Ich bezweifle, dass das EVU dieses Verbot erfolgreich wird durchsetzen können.:s3:

@Solaris:  Kannst Du auch etwas über die Begründung eines solchen Verbots sagen?


----------



## Solaris (29 März 2009)

OHGN schrieb:


> @Solaris:  Kannst Du auch etwas über die Begründung eines solchen Verbots sagen?
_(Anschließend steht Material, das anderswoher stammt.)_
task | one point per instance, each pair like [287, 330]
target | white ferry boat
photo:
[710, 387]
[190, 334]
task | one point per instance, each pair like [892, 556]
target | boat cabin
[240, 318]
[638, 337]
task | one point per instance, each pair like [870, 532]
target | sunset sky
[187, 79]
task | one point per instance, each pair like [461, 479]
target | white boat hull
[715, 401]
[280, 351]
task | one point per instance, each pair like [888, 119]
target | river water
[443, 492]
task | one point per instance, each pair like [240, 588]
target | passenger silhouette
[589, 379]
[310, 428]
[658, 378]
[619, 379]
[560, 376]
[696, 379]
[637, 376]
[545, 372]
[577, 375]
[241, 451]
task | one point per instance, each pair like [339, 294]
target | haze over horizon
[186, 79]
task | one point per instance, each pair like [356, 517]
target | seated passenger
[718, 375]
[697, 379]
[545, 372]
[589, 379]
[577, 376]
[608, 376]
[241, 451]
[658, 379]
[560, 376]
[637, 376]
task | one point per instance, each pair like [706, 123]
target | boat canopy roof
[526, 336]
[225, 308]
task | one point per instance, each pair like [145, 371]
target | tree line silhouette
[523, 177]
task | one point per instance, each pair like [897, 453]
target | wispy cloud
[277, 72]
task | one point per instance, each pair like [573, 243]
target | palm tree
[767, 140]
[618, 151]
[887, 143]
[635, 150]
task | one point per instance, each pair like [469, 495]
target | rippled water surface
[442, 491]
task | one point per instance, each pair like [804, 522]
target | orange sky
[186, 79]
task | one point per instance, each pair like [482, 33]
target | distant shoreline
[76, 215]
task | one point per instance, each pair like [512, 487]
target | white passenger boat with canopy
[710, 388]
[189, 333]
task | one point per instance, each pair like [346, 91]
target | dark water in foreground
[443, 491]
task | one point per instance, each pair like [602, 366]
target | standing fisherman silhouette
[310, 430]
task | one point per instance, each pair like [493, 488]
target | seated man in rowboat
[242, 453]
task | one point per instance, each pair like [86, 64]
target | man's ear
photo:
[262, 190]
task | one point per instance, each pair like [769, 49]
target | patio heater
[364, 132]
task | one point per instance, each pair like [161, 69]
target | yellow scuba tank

hydraulische Durchlauferhitzer regeln die Zu- und Abschaltung der drei Heizkreise *hydraulisch* über einen Druckschalter mit normalen Schaltkontakten, also ohne Nullspannungsschalter und auch mit stufenweiser Zuschaltung der Phasen(wenig Wasserdruck eine Phase, mittlerer Druck zwei Phasen usw.). Dadurch wird eine stark unterschiedliche Phasenbelastung hervorgerufen. Bei einer elektronischen Regelung wird die Belastung der Phasen aufgeteilt und es wird außerdem im Nulldurchgang geschaltet. Ich hoffe ich habe das verständlich beschrieben. Die EVU's sind aber an einer möglichst gleichmäßigen Phasenbelastung interessiert, das kann ich als Stromkunde auch verstehen, ich möchte ja auch möglichst gleiche Spannungen auf den Phasen vorfinden.


----------



## OHGN (29 März 2009)

Klingt einleuchtend....

Aber solange die hydraulischen Dinger  noch im Handel erhältlich  sind, wird  sich das EVU  vermutlich auf den  Kopf stellen können.


----------



## Solaris (29 März 2009)

@OHGN

ja genau, aber da sollte dann der gesunde Menschenverstand des Händlers und des Elektrikers mitspielen.


----------



## maxi (30 März 2009)

Hermann schrieb:


> @ mods/admin
> eröffnet doch mal ne kategorie haushaltsgeräte


 
Ja, in Unterkategorie: Weisse Wahre


----------



## Solaris (30 März 2009)

maxi schrieb:


> Ja, in Unterkategorie: Weisse Wahre



Und eine Kategorie Rechtschreibung*ROFL*


----------



## nade (30 März 2009)

Also bei dem EVU "Verbot" bezieht es sich auf den Anshlusswert des Gerätes. In vielen Regionen sind die Trafos in ihrem Grenzbereich, weswegen allein eine Erweiterung um Nachtspeicherheizung nicht möglich ist, und da JA ein DLH 21KW bzw auch 24KW har, ist eben dies nichtmehr überall Installierbar.
Die Hydraulischen wurden unter anderem Verbannt, weil sie eben die hier genannten 3KW Leistungsdifferenz zu den Elektronischen haben.
Zudem ist mir bisher nch kein DLH untergekommen, der als Hydraulischer 3 Schaltschwellen hatte, neben eben der "AUS" Stellung.
Auch sind die HEizwicklungen im 3Eck geschlatet, was bei Stufe 1 bedeutet, 1 Wicklung 400V und die anderen 2 Wicklungen in Reihe, also je Wicklung 230V.
In der Tat eine Schieflast, da eine Phase bei weniger Druckunterschied garnicht Belastet ist...
Auch Bedarf es nicht einem "Ökoduschkopf" es kann ebenso schon Ausreichen, das durch Ablagerungen das Sieb vor dem DLH den Druck minimiert. Folge, das "Mißtding" wird nichtmehr richtig warm/heiß...


----------